To overcome these issues, the salesforce team has come up with BLIP: Bootstrapping Language-Image Processing for comprehension and development of a unified visual language model. BLIP has a novel model architecture that allows for a broader range of downstream tasks than previous methods and also includes a new dataset bootstrapping strategy for learning from noisy web data.
To overcome this issue of captions from noisy image-text pairs, the team uses two modules:
- Captioner: a text decoder that works with images to generate synthetic captions as extra training examples based on the web images.
- Filter: a text encoder with picture grounding to remove distracting captions that don’t correspond to the visuals.
BLIP is based on a multimodal mixture of encoder-decoder, a multi-task model that can operate in one of three functionalities to achieve listed objectives:
- Unimodal encoders: It is used to encode pictures and text separately. It comprises of vision transformer as an image encoder and BERT’s text encoder. The unimodal encoder is activated by Image-Text Contrastive Loss (ITC). In contrast to negative image-text pairs, it seeks to align the feature space of the visual and text transformers by encouraging positive image-text pairs to have similar representations.
- The image-grounded text encoder: It has a cross-attention layer inserted between the self-attention layer and the feed-forward network for each transformer block of the text encoder to inject visual information.
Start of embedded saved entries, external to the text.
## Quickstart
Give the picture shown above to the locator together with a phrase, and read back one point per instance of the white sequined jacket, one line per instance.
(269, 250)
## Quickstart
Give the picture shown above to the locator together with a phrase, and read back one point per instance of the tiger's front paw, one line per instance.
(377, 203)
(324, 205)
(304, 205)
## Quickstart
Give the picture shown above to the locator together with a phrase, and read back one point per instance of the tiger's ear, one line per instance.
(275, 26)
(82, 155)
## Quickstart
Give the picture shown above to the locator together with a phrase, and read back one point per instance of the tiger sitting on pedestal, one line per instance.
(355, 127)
It is activated by Image-Text Matching Loss (ITM). The ITM challenge asks the model to predict whether an image-text pair is positive (matched) or negative (unmatched) based on their multimodal feature.
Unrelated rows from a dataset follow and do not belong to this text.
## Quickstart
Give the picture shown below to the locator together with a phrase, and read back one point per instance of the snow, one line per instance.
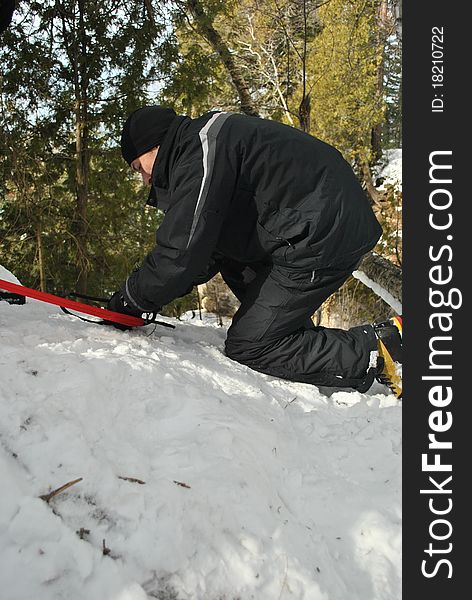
(250, 487)
(390, 170)
(379, 290)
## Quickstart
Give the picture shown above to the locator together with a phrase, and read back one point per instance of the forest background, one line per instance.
(72, 214)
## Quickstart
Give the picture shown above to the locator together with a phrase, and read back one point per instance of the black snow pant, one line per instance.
(272, 331)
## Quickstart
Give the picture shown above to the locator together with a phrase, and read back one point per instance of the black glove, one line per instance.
(117, 303)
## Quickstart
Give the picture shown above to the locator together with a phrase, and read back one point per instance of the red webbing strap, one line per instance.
(96, 311)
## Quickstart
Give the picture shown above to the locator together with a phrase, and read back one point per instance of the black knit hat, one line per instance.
(145, 129)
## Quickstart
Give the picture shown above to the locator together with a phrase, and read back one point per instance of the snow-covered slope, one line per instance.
(249, 487)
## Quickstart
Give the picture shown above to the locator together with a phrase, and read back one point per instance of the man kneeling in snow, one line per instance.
(281, 215)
- Image-grounded text decoder: It uses causal self-attention layers instead of bi-directional self-attention layers in the text encoder. The decode is activated by Language Modeling Loss (LM), which seeks to create textual descriptions based on the images.
The team also notes that the stochastic decoding method is better compared to beam search for caption generation because of the higher level of diversity in the synthetic captions.
The results suggest that BLIP achieves state-of-the-art on seven vision-language tasks, including image-text retrieval image captioning, visual question answering, visual reasoning, visual dialogue, and zero-shot text-video retrieval zero-shot video question answering.